Anaphylactic Reactions to Aprotinin Reexposure in Cardiac Surgery

Author:

Dietrich Wulf1,Späth Paul1,Zühlsdorf Michael2,Dalichau Harald3,Kirchhoff Paul G.4,Kuppe Hermann5,Preiss Dieter U.6,Mayer Gabriele7

Affiliation:

1. Associate Professor, Department of Anesthesiology, German Heart Center–Munich.

2. Consultant, Institute of Clinical Pharmacology, Bayer AG.

3. Professor and Chairman, Department of Pulmonary, Cardiac and Vascular Surgery, University of Goettingen Center of Surgery.

4. Professor, Department of Cardiac and Vascular Surgery, University of Bonn, Bonn, Germany.

5. Professor and Chairman, Department of Anesthesiology, German Heart Center–Berlin.

6. Associate Professor and Chairman, Department of Anesthesiology, Heart Center–Bad Krozingen.

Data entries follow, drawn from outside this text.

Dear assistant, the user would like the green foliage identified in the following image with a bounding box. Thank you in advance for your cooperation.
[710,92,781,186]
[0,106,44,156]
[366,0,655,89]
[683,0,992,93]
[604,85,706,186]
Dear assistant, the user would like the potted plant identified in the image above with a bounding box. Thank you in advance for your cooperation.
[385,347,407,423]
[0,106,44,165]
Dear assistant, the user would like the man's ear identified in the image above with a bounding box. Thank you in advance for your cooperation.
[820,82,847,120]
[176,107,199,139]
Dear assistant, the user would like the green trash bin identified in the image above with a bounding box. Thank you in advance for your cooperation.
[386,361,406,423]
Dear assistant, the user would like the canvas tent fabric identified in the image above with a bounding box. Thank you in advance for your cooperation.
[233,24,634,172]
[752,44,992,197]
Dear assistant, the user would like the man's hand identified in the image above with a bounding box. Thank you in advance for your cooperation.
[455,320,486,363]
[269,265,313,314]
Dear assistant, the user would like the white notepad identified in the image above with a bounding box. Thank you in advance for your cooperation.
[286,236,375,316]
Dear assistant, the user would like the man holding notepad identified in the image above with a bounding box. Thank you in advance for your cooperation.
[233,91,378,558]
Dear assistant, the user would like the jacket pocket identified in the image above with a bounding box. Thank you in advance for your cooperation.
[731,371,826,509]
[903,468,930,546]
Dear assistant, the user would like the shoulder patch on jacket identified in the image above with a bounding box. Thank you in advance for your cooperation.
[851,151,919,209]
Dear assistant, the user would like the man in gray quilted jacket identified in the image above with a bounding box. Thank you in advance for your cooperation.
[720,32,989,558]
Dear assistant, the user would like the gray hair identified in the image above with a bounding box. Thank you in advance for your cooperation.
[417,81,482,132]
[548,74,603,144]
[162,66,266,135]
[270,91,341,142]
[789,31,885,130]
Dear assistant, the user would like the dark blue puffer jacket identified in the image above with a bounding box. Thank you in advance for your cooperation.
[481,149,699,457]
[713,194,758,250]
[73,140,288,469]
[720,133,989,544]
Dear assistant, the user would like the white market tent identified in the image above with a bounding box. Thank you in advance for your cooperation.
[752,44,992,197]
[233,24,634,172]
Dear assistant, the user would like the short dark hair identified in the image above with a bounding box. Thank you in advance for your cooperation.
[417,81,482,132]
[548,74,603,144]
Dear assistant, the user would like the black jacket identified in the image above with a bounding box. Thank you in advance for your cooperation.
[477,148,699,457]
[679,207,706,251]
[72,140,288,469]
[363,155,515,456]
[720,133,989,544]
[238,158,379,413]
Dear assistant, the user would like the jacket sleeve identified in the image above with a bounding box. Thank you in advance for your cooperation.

7. Consultant, Bayer Vital GmbH & Co. KG.

Abstract

Background Aprotinin, a serine proteinase inhibitor, reduces bleeding during cardiac surgery. As aprotinin is derived from bovine lung, it has antigenic properties. This investigation examined the incidence of anaphylactic reactions in patients reexposed to aprotinin and the relation to preformed antiaprotinin immunoglobulin (Ig)G and IgE antibodies. Methods This prospective observational study conducted at five centers in Germany evaluated patients undergoing repeat cardiac surgery reexposed to aprotinin between 1995 and 1996. Antiaprotinin IgG and IgE antibody measurements, using a noncommercial enzyme-linked immunosorbent assay and an immunofluorescence assay, respectively, were performed preoperatively and postoperatively. An anaphylactic reaction was defined as major changes from baseline within 10 min of aprotinin administration of systolic pressure 20% or greater, heart rate 20% or greater, inspiratory pressure greater than 5 cm H2O, or a skin reaction. Results In 121 cases (71 adults, 46 children), a mean aprotinin reexposure interval of 1,654 days (range, 16-7,136 days) was observed. Preoperative antiaprotinin IgG (optical density ratio > 3) and IgE antibodies (radioallergosorbent test [RAST] score < 3) were detected in 18 and 9 patients, respectively. High concentrations of each (IgG, optical density ratio > 10; IgE, RAST score > or = 3) were detected in five patients. Three patients (2.5%; 95% confidence interval, 0.51-7.1%) experienced an anaphylactic reaction after aprotinin exposure, followed by full recovery; these patients had reexposure intervals less than 6 months (22, 25, and 25 days) and the highest preoperative IgG concentrations of all patients (P < 0.05). Assay sensitivity was 100%, as no anaphylactic reactions occurred in IgG-negative patients (95% confidence interval, 0.0-3.1%); assay specificity was 98%. Preoperative IgE measurements were quantifiable in two of three reactive patients and in three nonreacting patients. Conclusions Quantitative detection of antiaprotinin IgE and IgG lacks specificity for predictive purposes; however, quantitation of antiaprotinin IgG may identify patients at risk for developing an anaphylactic reaction to aprotinin reexposure.

Publisher

Ovid Technologies (Wolters Kluwer Health)

Subject

Anesthesiology and Pain Medicine

Reference29 articles.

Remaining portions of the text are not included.